Compte tenu de tout ce qui précède, la division d’opposition constate qu’il existe un risque de confusion dans l’esprit des parties francophones et suédophones du public et que, par conséquent, l’opposition est partiellement fondée sur la base de l’enregistrement de marque de l’Union européenne nº 3 308 517 de l’opposant. Comme indiqué ci-dessus à la section c) de la présente décision, un risque de confusion pour une seule partie du public pertinent de l’Union européenne est suffisant pour rejeter la demande contestée.
Il découle de ce qui précède que la marque contestée doit être rejetée pour les produits et services jugés identiques ou (au moins) similaires à ceux de la marque antérieure.
Le reste des services contestés est dissemblable. L’identité ou la similitude des produits et services étant une condition nécessaire à l’application de l’article 8, paragraphe 1, sous b), du RMUE, l’opposition fondée sur cet article et visant ces services ne peut aboutir.

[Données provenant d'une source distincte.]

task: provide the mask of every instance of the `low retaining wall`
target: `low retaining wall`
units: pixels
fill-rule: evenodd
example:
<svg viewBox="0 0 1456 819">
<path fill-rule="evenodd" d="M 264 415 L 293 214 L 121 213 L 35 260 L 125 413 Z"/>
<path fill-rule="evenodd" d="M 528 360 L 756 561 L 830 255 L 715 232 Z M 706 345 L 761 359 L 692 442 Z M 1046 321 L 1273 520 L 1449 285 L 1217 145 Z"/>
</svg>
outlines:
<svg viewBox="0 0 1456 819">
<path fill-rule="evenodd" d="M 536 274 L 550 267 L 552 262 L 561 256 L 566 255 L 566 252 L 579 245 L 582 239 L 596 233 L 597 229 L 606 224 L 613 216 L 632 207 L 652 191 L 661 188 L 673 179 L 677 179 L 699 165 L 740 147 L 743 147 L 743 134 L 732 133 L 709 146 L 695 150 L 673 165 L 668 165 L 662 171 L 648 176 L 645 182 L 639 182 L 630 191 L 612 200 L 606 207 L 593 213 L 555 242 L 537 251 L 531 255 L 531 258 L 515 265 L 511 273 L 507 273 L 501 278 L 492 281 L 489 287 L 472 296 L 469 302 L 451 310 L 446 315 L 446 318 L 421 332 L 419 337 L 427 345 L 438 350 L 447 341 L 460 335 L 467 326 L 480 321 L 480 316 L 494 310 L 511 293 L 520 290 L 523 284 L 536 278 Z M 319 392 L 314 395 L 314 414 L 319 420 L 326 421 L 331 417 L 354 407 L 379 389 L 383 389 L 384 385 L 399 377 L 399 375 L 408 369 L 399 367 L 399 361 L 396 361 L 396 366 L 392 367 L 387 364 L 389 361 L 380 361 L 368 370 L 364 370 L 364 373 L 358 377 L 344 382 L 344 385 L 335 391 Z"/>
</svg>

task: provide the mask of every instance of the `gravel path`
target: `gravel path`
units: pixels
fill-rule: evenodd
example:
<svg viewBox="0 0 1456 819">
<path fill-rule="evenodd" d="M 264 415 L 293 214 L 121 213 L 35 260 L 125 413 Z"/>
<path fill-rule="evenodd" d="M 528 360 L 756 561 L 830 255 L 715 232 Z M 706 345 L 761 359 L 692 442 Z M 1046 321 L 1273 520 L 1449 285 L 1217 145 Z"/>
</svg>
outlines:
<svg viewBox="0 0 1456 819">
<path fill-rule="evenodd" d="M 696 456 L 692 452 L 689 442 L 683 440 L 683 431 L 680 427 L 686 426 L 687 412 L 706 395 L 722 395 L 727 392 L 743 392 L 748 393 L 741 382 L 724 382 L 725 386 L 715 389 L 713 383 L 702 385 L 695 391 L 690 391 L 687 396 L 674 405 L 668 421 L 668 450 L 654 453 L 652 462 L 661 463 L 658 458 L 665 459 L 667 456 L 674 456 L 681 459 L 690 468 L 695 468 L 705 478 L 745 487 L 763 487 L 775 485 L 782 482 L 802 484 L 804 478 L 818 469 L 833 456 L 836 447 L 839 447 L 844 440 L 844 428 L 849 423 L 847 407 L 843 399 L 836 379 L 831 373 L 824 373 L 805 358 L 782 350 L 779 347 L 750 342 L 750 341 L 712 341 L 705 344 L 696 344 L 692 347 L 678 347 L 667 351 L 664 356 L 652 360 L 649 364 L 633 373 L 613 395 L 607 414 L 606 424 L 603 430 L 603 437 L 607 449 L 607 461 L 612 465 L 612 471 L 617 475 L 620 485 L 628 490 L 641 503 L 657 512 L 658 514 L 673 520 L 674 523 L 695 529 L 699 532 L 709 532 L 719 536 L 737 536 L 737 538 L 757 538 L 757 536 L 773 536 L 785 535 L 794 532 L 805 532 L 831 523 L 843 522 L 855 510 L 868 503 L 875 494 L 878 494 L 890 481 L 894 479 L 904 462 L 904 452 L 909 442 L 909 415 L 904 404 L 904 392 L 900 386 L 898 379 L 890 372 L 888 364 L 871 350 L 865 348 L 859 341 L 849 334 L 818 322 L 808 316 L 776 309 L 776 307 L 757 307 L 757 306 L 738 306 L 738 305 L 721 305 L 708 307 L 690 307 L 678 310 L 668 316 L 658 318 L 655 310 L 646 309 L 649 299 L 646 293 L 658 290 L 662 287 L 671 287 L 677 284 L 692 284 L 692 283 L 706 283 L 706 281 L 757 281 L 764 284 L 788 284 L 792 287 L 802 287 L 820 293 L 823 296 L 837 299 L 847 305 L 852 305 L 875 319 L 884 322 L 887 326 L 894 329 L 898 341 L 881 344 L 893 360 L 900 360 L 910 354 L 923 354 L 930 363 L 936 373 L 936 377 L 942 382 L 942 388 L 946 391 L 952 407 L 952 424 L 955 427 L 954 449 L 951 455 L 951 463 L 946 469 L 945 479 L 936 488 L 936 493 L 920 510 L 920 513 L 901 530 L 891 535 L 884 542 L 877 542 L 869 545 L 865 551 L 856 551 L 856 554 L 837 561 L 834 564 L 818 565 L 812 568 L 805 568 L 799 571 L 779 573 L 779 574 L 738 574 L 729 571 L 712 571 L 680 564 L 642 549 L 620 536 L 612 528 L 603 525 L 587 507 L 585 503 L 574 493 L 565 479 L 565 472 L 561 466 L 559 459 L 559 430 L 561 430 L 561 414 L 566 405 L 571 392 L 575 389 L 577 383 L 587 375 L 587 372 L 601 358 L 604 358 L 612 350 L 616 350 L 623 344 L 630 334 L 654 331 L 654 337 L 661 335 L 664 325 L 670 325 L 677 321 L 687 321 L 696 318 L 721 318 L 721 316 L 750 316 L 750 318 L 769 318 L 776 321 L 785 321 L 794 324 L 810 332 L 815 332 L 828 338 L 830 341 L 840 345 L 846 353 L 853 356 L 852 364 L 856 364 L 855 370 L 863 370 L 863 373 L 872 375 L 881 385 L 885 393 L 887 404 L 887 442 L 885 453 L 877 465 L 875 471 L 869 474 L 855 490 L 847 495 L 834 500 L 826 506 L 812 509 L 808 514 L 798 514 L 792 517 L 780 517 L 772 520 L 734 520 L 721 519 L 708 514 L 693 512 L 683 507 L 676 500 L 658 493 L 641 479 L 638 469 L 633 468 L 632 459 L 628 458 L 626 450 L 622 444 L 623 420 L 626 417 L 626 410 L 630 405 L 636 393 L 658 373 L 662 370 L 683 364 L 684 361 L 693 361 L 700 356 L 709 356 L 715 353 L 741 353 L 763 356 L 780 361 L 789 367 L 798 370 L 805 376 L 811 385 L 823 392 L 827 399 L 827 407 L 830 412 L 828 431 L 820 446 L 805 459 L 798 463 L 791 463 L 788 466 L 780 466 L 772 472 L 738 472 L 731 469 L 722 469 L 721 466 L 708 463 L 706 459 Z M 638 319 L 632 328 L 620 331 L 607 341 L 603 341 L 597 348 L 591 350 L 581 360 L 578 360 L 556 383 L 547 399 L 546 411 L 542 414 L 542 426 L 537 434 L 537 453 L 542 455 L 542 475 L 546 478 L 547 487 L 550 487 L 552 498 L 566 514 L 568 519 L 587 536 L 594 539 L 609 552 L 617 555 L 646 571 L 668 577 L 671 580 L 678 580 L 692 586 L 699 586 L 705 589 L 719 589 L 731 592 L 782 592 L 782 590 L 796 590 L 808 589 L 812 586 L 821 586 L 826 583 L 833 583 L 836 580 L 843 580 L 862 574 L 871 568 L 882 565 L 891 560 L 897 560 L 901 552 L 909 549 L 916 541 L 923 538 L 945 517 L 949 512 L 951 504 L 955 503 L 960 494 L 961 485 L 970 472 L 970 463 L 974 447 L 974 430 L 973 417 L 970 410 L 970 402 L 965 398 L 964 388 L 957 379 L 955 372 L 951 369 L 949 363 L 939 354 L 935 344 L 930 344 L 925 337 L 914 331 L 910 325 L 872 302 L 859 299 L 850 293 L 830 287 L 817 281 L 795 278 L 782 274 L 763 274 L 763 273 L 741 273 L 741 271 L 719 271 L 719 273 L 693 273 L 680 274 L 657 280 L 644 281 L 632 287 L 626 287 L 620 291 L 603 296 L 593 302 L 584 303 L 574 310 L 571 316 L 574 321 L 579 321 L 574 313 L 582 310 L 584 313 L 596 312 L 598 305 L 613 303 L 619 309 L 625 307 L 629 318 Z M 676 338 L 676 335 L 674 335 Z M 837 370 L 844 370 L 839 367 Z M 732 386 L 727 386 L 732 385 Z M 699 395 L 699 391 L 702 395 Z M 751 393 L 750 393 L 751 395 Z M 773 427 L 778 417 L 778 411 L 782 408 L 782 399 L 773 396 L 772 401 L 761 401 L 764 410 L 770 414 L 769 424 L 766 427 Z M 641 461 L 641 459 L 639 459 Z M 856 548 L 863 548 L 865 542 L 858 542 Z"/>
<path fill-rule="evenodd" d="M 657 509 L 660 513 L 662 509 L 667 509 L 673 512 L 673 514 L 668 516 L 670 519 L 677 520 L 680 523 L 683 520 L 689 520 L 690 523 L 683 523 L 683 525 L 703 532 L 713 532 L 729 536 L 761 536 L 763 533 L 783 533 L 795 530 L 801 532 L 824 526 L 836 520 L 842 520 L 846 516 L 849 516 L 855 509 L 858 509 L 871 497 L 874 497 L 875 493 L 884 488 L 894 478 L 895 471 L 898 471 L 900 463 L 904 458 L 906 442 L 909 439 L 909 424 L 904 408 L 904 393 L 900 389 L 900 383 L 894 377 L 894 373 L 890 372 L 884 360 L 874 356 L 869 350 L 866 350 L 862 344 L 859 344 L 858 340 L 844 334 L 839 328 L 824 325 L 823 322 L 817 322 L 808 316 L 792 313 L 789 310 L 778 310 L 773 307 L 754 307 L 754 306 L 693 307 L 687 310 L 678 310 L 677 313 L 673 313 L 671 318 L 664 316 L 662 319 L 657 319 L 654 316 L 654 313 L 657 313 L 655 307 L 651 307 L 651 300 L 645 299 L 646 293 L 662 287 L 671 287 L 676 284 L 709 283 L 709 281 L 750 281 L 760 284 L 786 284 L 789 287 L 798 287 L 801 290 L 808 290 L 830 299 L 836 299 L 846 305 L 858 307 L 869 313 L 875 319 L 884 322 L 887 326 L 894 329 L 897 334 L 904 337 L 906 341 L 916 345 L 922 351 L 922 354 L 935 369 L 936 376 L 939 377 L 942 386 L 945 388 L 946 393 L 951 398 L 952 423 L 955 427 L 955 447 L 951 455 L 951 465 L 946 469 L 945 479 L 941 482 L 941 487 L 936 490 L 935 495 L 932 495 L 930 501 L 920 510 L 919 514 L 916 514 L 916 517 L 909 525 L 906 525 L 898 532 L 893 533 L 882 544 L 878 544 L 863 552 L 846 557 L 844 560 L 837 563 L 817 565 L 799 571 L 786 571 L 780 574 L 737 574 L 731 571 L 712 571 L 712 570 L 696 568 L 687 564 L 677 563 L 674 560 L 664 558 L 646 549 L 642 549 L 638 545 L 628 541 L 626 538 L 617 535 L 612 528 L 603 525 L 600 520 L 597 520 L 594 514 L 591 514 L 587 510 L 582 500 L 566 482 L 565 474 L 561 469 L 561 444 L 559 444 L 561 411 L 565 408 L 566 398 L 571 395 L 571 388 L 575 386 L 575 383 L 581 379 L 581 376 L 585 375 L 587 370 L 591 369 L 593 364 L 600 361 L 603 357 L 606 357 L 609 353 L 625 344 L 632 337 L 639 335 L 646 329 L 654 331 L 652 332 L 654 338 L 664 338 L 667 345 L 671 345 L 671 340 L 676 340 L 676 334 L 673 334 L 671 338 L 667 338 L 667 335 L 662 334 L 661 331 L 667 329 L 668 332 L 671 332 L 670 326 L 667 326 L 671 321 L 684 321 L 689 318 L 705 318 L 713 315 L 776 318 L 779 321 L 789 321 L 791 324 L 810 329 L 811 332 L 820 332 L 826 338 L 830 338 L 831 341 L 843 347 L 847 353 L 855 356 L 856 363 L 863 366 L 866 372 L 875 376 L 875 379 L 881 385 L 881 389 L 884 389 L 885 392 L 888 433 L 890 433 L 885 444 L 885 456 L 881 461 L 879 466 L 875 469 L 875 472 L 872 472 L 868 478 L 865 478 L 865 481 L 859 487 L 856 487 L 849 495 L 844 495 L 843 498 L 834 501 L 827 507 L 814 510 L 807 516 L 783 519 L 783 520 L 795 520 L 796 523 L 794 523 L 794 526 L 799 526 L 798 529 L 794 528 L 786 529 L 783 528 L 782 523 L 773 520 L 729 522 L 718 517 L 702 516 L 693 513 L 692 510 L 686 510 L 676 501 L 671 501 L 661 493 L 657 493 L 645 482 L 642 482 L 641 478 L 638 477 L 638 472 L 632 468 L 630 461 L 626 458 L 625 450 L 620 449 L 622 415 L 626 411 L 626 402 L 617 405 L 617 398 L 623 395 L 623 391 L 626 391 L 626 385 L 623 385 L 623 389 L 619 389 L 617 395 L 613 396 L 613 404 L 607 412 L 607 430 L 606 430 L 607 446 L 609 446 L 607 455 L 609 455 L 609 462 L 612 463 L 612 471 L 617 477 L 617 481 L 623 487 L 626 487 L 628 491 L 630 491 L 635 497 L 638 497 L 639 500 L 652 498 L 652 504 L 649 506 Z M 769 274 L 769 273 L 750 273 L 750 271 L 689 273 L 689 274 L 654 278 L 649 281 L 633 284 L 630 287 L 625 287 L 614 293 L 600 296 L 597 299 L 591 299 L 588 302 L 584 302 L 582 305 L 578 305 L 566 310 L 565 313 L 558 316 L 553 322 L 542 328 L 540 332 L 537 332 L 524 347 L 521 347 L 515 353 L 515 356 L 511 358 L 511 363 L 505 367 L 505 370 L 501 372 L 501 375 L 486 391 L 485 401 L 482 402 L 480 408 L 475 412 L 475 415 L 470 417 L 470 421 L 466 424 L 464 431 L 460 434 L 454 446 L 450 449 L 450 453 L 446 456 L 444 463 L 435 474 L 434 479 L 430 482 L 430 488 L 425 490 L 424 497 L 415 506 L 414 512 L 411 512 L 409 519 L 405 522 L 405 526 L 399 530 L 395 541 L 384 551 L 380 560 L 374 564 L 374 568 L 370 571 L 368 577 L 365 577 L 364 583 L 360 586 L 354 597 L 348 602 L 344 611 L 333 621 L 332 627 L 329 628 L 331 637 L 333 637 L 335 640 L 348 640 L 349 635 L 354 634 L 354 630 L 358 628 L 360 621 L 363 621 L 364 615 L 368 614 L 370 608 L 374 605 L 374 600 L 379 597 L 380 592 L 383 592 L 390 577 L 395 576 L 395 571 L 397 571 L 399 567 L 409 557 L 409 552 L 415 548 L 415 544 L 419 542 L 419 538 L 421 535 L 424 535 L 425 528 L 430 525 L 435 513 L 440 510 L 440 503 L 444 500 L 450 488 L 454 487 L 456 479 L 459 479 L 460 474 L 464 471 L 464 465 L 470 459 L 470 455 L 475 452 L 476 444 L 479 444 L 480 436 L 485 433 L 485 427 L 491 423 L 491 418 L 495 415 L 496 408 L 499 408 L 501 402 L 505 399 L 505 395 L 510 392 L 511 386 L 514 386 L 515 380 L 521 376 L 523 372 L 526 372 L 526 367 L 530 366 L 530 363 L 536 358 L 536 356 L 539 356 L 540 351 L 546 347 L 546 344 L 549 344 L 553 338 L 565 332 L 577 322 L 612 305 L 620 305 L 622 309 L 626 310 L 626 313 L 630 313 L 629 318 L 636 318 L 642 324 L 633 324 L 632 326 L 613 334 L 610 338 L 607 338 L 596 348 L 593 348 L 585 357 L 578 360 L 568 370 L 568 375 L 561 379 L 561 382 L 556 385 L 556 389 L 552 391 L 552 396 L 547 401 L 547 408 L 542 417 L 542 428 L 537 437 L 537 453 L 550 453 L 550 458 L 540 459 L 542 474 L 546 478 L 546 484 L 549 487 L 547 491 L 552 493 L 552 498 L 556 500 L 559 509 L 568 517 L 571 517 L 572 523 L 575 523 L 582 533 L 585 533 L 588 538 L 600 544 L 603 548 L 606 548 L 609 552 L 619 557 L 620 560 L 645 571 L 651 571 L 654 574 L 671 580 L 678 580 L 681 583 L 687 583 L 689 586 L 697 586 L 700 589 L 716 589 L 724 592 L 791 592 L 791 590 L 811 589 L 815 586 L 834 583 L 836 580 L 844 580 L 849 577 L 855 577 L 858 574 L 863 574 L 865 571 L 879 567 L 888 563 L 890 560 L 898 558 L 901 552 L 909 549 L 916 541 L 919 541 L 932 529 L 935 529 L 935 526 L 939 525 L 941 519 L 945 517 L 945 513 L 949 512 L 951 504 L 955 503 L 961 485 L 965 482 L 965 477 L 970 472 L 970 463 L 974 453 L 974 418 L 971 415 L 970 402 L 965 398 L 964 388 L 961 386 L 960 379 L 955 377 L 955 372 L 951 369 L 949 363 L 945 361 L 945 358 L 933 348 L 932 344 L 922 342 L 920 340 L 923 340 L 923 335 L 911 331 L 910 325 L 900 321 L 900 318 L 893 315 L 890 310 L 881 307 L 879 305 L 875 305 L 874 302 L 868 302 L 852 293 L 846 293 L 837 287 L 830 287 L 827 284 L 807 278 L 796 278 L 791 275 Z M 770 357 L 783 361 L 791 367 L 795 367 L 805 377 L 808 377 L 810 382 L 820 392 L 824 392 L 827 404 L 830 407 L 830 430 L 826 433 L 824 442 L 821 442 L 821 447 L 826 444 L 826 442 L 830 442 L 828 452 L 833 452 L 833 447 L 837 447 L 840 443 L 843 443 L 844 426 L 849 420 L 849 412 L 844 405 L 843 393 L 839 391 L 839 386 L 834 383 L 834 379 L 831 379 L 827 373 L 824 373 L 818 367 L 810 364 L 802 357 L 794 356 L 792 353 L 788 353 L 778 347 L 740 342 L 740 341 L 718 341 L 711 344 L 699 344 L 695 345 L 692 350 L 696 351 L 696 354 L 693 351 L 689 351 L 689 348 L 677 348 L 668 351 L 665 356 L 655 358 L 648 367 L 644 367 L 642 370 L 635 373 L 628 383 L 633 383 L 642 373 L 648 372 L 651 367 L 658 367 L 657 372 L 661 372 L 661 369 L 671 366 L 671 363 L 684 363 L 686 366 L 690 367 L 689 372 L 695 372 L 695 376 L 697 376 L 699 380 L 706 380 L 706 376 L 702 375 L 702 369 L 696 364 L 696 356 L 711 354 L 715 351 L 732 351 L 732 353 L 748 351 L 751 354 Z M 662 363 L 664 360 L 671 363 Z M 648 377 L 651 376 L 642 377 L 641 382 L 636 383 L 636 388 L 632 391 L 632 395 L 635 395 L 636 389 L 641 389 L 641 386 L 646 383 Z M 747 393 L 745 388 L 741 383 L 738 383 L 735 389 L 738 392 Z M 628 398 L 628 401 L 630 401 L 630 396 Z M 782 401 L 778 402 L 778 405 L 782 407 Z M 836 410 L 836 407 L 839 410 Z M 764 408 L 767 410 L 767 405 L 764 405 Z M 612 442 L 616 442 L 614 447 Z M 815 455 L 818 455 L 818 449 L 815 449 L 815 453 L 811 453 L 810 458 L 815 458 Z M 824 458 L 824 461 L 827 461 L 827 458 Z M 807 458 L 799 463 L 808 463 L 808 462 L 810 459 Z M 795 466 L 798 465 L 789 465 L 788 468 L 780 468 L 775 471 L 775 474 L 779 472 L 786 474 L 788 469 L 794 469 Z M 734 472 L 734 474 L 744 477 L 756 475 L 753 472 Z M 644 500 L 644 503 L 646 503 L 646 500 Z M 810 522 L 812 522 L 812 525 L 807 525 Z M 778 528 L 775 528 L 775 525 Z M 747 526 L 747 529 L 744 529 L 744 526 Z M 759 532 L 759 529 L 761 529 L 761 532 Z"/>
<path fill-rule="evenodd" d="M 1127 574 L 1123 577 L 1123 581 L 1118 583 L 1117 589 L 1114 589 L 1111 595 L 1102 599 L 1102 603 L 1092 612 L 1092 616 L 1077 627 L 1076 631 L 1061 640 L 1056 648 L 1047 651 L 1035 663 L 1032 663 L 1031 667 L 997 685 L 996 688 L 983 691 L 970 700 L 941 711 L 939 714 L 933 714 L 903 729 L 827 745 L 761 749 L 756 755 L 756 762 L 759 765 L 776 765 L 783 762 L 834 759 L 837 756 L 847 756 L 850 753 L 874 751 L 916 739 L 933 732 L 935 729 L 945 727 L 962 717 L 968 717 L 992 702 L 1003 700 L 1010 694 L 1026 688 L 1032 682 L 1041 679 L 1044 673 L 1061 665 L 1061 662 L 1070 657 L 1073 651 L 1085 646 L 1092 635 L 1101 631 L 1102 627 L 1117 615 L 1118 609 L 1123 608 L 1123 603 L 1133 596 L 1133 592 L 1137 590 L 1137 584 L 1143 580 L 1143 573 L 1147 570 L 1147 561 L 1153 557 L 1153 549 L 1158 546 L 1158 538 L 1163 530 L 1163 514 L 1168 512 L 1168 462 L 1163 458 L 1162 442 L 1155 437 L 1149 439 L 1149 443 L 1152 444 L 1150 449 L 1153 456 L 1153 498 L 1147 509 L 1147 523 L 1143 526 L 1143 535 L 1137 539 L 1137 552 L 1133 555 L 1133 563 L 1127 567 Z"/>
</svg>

Décision sur opposition n° B 3 233 997 Page 7 sur 7
DÉPENS
Conformément à l’article 109, paragraphe 1, du RMCUE, la partie qui succombe dans la procédure d’opposition supporte les taxes et les frais exposés par l’autre partie. Conformément à l’article 109, paragraphe 3, du RMCUE, lorsque chaque partie succombe sur certains chefs et obtient gain de cause sur d’autres, ou si l’équité l’exige, la division d’opposition statue sur une répartition différente des dépens.
Étant donné que l’opposition n’est accueillie que pour une partie des produits et services contestés, les deux parties ont succombé sur certains chefs et obtenu gain de cause sur d’autres. En conséquence, chaque partie supporte ses propres dépens.
La division d’opposition
Marine DARTEYRE Alexandra KAYHAN Cindy BAREL
Conformément à l’article 67 du RMCUE, toute partie à laquelle la présente décision fait grief peut former un recours contre celle-ci. Conformément à l’article 68 du RMCUE, l’acte de recours doit être formé par écrit auprès de l’Office dans un délai de deux mois à compter de la date de notification de la présente décision. Il doit être déposé dans la langue de la procédure dans laquelle la décision faisant l’objet du recours a été rendue. En outre, un mémoire exposant les motifs du recours doit être déposé dans un délai de quatre mois à compter de la même date. L’acte de recours n’est réputé formé qu’après paiement de la taxe de recours de 720 EUR.